Another method of wall bracing is disclosed in U.S. Pat. No. 4,016,698 issued to Rogers. This patent discloses a galvanized steel strap which is nailed diagonally to the studs of a wall frame with ends of the strap bent over and rigidly fastened to the upper and lower wall plates. Although the metal strap provides good tensile strength, it does not have comparable compressive strength. Likewise, the strap is not completely suitable where openings, such as window and doors exist. Also, such a method is extremely dependent upon properly securing the end of the strap. Again, this method is time consuming and labor intensive and is not suitable for application in existing structures.

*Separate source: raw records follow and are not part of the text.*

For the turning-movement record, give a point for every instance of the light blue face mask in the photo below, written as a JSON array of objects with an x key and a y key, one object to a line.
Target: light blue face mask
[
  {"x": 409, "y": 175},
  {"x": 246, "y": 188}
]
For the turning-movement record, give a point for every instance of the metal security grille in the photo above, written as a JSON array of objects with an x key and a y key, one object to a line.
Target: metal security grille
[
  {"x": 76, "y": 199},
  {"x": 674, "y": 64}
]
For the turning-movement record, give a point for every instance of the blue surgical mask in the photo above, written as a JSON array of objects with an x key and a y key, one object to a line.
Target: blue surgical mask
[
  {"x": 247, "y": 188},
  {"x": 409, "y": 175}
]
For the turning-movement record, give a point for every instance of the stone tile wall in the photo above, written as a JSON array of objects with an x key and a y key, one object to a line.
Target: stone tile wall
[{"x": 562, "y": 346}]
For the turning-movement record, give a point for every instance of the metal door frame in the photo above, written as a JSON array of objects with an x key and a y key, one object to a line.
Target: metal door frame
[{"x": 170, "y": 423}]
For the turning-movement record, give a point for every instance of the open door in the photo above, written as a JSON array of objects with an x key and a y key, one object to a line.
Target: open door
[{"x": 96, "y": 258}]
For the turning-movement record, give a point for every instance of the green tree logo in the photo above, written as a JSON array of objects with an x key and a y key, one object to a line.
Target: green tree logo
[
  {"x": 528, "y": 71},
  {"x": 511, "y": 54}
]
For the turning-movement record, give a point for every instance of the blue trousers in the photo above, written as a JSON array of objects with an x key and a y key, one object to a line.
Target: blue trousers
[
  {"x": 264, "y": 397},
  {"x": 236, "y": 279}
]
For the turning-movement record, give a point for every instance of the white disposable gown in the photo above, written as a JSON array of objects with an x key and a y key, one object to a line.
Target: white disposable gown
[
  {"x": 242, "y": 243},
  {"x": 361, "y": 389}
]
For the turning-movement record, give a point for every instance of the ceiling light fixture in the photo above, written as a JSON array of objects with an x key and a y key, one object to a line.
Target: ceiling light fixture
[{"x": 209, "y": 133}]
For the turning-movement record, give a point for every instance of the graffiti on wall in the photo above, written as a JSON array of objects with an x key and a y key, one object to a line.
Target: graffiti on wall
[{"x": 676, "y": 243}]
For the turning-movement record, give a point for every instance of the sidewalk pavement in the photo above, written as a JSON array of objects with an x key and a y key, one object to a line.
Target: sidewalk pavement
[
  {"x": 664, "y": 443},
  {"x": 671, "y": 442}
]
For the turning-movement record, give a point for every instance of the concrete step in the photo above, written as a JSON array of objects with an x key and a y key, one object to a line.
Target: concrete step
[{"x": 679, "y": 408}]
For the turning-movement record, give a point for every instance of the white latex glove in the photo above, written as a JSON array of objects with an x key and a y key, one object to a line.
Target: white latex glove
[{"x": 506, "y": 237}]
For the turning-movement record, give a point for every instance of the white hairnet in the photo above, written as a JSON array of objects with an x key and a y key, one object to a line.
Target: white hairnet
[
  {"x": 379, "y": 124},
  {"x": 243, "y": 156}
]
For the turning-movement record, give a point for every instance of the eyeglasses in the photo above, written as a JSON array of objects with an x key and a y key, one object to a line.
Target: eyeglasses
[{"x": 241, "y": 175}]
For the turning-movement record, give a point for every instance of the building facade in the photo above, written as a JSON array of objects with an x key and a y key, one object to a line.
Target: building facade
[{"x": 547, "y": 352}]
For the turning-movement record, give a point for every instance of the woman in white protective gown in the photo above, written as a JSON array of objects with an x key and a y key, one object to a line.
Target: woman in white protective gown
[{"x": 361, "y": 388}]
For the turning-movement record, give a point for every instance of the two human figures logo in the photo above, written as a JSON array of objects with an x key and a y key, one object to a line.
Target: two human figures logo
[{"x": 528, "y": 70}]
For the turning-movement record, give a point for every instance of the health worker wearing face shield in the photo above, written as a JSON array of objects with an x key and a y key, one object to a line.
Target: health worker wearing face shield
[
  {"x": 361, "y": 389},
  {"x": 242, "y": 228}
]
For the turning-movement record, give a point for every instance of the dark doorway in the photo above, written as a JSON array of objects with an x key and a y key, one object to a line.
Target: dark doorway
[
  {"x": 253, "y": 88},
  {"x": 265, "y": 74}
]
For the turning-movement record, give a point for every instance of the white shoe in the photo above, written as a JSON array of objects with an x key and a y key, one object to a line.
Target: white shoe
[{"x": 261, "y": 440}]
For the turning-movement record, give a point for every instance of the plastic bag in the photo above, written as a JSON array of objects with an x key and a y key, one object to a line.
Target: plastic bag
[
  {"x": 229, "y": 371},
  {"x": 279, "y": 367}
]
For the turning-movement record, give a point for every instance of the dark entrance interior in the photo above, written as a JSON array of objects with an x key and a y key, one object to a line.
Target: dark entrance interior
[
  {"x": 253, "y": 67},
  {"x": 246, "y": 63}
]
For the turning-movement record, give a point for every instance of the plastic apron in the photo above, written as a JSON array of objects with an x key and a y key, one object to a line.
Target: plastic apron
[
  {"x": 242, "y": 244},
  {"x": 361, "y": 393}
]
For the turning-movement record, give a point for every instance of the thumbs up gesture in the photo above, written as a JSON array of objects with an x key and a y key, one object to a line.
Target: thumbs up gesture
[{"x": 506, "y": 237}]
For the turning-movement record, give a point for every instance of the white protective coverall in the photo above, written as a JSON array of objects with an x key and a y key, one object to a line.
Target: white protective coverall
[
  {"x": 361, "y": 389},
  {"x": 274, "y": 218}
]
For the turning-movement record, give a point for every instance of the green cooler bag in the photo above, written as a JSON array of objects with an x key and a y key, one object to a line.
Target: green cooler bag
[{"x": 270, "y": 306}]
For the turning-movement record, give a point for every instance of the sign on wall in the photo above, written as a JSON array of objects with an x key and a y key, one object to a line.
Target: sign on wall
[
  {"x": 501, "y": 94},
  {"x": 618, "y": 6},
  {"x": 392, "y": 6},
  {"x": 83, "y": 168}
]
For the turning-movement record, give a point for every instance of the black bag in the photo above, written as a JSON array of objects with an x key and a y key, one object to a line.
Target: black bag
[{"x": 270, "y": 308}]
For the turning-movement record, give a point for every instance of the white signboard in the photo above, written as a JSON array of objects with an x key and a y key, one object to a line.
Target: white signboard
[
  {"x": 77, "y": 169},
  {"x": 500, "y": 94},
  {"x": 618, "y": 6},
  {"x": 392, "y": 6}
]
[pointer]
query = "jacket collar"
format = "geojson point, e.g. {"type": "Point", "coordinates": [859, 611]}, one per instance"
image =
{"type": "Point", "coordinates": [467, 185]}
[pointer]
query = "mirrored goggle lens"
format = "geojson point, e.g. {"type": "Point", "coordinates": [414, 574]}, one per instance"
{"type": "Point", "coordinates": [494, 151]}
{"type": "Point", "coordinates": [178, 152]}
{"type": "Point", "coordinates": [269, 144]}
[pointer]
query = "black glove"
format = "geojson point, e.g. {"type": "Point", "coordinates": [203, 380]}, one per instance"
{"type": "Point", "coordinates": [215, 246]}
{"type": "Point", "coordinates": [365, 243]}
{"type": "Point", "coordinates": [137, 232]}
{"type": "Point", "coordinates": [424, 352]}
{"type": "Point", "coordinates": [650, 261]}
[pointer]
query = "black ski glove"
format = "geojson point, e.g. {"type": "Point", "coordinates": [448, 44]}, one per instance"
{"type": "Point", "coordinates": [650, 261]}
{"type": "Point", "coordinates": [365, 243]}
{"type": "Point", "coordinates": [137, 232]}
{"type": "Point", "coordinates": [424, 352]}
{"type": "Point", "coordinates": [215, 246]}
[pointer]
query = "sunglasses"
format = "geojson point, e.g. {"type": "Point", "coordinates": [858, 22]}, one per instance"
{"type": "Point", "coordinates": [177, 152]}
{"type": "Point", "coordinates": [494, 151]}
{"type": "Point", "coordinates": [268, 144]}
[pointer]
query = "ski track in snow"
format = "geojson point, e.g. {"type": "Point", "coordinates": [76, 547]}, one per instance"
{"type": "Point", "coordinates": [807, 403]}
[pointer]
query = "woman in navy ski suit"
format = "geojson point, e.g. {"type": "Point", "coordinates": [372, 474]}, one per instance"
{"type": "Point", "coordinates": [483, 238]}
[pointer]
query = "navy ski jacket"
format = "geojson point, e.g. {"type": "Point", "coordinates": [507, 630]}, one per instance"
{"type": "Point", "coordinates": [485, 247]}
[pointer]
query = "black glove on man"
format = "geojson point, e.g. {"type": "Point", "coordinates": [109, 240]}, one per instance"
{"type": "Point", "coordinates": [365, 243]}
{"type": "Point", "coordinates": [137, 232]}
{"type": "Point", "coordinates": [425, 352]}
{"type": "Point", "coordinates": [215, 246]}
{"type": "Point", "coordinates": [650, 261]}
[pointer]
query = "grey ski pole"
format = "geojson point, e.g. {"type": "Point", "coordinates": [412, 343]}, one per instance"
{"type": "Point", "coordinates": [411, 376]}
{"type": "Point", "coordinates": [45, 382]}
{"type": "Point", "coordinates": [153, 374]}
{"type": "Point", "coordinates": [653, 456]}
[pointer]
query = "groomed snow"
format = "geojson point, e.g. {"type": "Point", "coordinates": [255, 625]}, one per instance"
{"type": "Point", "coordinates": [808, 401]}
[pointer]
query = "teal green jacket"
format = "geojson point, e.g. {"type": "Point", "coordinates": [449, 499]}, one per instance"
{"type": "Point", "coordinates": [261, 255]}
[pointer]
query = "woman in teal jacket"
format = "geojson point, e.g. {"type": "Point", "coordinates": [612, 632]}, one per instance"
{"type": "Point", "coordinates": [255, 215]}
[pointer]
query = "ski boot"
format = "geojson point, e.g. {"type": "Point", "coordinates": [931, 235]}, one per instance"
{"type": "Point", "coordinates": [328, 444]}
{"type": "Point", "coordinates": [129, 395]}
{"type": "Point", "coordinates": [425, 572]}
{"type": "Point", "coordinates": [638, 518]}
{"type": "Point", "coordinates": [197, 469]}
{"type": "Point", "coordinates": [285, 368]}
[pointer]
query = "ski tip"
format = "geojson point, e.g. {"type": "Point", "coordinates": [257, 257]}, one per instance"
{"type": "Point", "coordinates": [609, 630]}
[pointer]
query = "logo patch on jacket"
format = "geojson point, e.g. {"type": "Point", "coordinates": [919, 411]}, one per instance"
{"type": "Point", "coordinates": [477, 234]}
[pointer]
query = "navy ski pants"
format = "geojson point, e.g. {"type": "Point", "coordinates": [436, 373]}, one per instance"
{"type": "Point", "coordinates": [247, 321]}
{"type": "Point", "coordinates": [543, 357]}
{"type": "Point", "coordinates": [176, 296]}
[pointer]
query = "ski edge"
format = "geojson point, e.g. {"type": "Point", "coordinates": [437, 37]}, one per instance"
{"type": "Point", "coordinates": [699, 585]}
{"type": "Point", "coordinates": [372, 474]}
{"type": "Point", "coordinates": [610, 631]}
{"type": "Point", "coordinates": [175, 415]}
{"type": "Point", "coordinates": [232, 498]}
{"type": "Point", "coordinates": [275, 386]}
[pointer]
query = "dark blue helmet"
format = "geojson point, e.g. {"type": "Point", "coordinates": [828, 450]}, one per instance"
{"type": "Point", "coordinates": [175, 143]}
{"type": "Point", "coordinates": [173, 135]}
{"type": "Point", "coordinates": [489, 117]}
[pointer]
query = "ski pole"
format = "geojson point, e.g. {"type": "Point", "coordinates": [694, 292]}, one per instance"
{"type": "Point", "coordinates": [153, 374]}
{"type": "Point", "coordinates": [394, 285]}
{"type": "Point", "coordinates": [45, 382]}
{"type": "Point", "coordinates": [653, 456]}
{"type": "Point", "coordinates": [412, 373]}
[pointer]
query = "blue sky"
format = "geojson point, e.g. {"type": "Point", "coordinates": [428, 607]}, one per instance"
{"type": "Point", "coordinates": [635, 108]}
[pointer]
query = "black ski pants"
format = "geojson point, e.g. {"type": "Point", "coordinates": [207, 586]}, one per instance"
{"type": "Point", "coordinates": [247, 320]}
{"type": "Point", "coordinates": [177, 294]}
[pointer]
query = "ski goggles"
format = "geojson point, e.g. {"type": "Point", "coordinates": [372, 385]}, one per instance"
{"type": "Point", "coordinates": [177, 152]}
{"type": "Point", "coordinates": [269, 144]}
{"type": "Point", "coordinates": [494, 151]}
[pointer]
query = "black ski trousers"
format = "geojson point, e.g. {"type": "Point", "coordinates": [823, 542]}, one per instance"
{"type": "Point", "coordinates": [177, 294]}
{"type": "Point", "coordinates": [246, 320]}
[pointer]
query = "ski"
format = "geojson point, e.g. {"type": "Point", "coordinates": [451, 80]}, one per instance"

A further method of wall bracing is disclosed in U.S. Pat. No. 2,497,887 issued to Hilbert. This patent discloses a paneled building construction utilizing prefabricated wall sections having reinforcing beams disposed in poured concrete. The panels are fastened together to form walls and may even include apertures for windows and doors. However, the panels form the actual wall and are not configured to be placed between existing studs in light frame construction. Such panels are suited for large high-rise structures constructed using steel "I" beams and reinforced concrete. Use of the panels is particularly directed to rapid assembly of the building since the wall sections are prefabricated and are bolted into place. However, use of such prefabricated steel and concrete wall panels is very expensive and not well-suited for use in light frame construction. Additionally, such panels, even if sized for light frame construction, cannot be retrofitted into existing structures.
Accordingly, it is an object of the present invention to substantially overcome the above-described problems.
It is another object of the present invention to provide a wall strengthening component that can be retrofitted into existing structures and can be placed between vertical studs.
It is a further object of the present invention to provide a wall strengthening component that reinforces a wall against shear forces directed thereagainst.
It is an object of the present invention to provide a wall strengthening component that is fabricated by stamping, welding, casting, roll forming, molding, or the like, parts to create the wall strengthening component.
It is yet another object of the present invention to provide a wall strengthening component having a plurality of reinforcing members between the edges providing structural resistance to shear forces.
It is yet a further object of the present invention to provide a wall strengthening component where the reinforcing members are formed from truss portions having either "Z-shaped, X-shaped, or K-shaped portions.
It is a further object of the present invention to provide a wall strengthening component in the form of a solid monolith having apertures disposed therein.